In general there are very few reasons why a DNA marker would run anomalously. Here are a few suggestions:

(1) For Lambda DNA/Hind III Fragments, the cos site reannealed. Heat Lambda DNA/Hind III Fragments at 65 degrees C for no longer than 10 min before electrophoresis.

(2) Improper electrophoresis conditions were used. Do not allow voltage to exceed ~20 V/cm. Maintain a temperature <30 degrees C during electrophoresis. Check that the electrophoresis buffer used has sufficient buffering capacity.

(3) DNA was denatured. Do not heat standards (except Lambda-derived markers) prior to electrophoresis. Dilute markers in a buffer containing 20 mM NaCl.

I ran my DNA molecular weight ladder, and several bands seem to be missing. Can you offer suggestions on how to rectify this?

There are a few possible reasons for this:

(1) Small DNA bands were electrophoresed off the gel. Electrophorese the gel for less time, at lower voltage, or use a higher percentage gel.

(2) The small bands migrated with the dye front due to differences in ionic strength between gel and buffer. Be sure the buffer in the gel is the same as the electrophoresis buffer.

(3) DNA bands of similar molecular size were not resolved. Increase the electrophoresis time and check the proper percentage gel for resolution. For DNA fragments <1,000 bp, try Agarose 1000 (Cat. No. 16550100) instead of agarose.

(4) DNA was denatured. Do not heat standards (except Lambda-derived markers) prior to electrophoresis.
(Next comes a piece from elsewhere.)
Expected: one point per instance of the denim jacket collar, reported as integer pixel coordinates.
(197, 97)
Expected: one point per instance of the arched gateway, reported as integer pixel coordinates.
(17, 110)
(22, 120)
Dilute markers in a buffer containing 20 mM NaCl.

Are there any suggestions to improve the detection of the bands of my DNA molecular weight ladder in an agarose gel?

Faint or absent DNA ladders might be due to:

(1) An insufficient quantity or concentration of DNA loaded on the gel. You can increase the amount of DNA.
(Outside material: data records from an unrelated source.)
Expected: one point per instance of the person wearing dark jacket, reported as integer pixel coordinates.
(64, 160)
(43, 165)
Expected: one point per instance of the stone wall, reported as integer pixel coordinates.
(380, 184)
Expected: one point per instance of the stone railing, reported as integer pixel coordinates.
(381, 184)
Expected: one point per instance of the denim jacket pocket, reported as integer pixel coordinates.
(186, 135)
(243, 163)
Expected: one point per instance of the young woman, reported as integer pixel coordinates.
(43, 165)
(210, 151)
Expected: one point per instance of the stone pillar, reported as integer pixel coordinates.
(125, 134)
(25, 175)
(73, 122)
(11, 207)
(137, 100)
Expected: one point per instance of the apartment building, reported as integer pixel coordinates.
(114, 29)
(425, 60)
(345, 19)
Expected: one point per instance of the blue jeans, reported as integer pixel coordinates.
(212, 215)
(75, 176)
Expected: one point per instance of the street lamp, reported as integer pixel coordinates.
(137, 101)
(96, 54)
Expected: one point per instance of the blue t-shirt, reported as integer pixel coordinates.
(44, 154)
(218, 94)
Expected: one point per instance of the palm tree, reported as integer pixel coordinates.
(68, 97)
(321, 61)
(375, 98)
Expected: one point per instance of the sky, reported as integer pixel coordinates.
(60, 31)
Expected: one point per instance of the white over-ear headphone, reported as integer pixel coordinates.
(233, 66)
(2) Degraded DNA. Avoid nuclease contamination of the DNA standards. Use sterile or autoclaved tips.

(3) DNA was electrophoresed off the gel. Electrophorese the gel for less time, at a lower voltage, or use a higher percentage gel.
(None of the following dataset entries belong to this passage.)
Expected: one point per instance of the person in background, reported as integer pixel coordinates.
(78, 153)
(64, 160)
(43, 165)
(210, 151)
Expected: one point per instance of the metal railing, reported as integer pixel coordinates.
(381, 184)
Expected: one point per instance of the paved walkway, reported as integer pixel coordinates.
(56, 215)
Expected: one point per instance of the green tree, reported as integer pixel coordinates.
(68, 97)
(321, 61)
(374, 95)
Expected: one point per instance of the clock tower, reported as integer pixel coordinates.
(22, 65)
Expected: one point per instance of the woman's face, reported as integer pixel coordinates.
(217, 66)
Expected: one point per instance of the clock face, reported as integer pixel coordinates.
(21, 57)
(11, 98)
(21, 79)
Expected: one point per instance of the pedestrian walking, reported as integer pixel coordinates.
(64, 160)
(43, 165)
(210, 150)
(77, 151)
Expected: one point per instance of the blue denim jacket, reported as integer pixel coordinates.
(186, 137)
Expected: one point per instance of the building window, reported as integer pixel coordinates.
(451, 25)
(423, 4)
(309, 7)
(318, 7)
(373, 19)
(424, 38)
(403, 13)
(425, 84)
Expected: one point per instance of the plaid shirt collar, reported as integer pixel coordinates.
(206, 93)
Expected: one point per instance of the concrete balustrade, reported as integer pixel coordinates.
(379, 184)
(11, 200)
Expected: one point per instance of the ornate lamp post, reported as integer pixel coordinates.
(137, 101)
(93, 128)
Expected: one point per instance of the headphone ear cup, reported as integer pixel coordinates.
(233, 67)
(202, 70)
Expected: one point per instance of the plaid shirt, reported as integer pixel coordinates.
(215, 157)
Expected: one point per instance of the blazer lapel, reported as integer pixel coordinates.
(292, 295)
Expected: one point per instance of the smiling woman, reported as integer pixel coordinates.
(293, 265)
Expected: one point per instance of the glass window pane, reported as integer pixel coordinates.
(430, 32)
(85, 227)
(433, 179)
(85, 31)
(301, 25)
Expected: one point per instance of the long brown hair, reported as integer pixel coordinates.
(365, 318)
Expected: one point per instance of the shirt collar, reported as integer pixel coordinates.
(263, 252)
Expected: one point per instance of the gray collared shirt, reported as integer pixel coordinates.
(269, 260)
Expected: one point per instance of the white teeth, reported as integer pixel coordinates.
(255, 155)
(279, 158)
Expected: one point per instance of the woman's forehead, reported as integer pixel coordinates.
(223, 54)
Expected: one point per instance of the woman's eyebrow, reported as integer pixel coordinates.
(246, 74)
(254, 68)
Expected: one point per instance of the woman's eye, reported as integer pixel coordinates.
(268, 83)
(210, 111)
(4) An improper UV light source was used for ethidium bromide - stained DNA. Use short-wavelength (254 nm) UV light for greater sensitivity.

(5) The fluorescence bleached after long UV exposure. Stain the gel again with ethidium bromide.

(6) For Biotinylated Lambda DNA/Hind III Fragments or Biotinylated PhiX174/Hinf I Fragments, the biotin was removed by exposure to alkaline conditions. Minimize exposure of biotinylated DNA to NaOH. Note: Alkaline transfers to a membrane do not present a problem when performed at room temperature.

What could be causing smearing of my molecular weight DNA ladder?

(1) Incorrect concentration of DNA ladder gives poor separation and smearing of DNA bands.
(2) Samples containing ≥50 mM NaCl, 100 mM KCl, 10 mM acetate ions, or 10 mM EDTA (i.e. certain restriction enzyme and PCR buffers) will cause loss of resolution on E-Gel agarose gels.